Rice is the major staple food crop for Asians and supplies 50 to 80% of their daily caloric intake. However, rice is low in essential micronutrients such as iron, zinc or vitamin A in its polished form. IRRI has been developing healthier rice varieties that contain more iron, zinc, and beta carotene (a source of vitamin A) to help reduce hidden hunger.
Russel Reinke, a rice breeder who focuses on developing rice varieties with high zinc and beta carotene, delivered a seminar Development of micronutrient-enriched rice for Asia at the University of Illinois Urbana-Champaign (UIUC). He discussed a potential solution to fighting hidden hunger with the introduction of Golden Rice and high-zinc rice.
“Micronutrient deficiencies affect more than 3 billion people globally, causing nutritional health problems such as severe stunting, growth retardation, diarrhea, and impaired immune systems,” said Dr.
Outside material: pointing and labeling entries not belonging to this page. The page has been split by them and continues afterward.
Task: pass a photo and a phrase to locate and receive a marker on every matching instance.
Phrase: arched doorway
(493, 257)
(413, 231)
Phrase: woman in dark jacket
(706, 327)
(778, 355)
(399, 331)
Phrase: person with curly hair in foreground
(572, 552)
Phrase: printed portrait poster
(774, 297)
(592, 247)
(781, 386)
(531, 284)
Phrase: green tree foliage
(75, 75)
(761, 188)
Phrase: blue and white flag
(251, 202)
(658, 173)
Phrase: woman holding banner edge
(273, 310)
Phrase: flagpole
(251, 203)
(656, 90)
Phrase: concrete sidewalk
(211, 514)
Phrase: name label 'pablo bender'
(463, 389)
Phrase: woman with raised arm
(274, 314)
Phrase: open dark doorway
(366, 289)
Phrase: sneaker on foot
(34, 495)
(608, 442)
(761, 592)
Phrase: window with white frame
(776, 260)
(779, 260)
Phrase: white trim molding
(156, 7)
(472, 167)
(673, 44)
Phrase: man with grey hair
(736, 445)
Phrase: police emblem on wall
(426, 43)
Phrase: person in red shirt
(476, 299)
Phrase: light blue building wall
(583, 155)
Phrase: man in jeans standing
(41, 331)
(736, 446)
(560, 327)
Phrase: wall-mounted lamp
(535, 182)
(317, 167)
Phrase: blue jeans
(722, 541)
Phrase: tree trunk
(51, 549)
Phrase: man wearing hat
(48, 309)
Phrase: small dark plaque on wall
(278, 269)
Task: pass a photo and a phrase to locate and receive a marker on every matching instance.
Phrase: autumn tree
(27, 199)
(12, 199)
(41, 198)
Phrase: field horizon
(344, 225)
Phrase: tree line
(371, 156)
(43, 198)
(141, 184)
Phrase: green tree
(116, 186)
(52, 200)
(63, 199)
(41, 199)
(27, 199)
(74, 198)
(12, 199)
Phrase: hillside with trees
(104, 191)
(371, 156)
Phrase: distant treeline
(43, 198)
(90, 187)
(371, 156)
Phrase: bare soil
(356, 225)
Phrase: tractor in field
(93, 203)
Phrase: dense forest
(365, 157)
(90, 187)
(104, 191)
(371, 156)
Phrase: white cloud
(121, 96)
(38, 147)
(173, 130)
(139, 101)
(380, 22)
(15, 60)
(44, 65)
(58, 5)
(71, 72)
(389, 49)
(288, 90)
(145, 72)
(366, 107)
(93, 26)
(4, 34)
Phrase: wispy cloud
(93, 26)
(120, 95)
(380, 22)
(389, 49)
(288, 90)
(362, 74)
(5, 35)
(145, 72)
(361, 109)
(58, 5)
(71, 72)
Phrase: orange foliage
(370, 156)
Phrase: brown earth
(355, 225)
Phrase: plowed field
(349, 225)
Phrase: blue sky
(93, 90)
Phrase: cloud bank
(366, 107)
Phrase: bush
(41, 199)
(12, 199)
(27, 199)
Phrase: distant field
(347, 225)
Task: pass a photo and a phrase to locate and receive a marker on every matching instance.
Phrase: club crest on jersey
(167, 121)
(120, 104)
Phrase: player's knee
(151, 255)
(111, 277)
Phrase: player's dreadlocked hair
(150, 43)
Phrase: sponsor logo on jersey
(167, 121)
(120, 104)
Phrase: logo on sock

Reinke. “Breeding rice varieties with high grain micronutrients is one of the sustainable, targeted, food-based and cost-effective approaches in ameliorating these micronutrient deficiencies.”
“Biofortification of rice using conventional breeding methods is being under taken at IRR with the objective of supplying increased zinc to the poor and malnourished people in Bangladesh, India, Indonesia, and the Philippines,” he explained. “The development of Golden Rice requires a transgenic approach as there is no variation for beta-carotene in rice grains.”
Graduate fellows under the Lee Foundation Rice Scholarships had the privilege to attend Dr. Reinke’s seminar. In his visit, Dr, Reinke met with his supervisee Nirmal Sharma (Bangladesh) and his colleagues Pradeepa Hirannaiah (India), Lenie Quiatchon-Baeza (Philippines), Hung Bui (Vietnam), Parthiban Thathapalli Prakash (India) and Sampurna Saikia (India). He also had a meeting with UIUC’s Assistant Professor Erik Sacks who co-supervises Mr. Sharma’s PhD research project in Crop Science.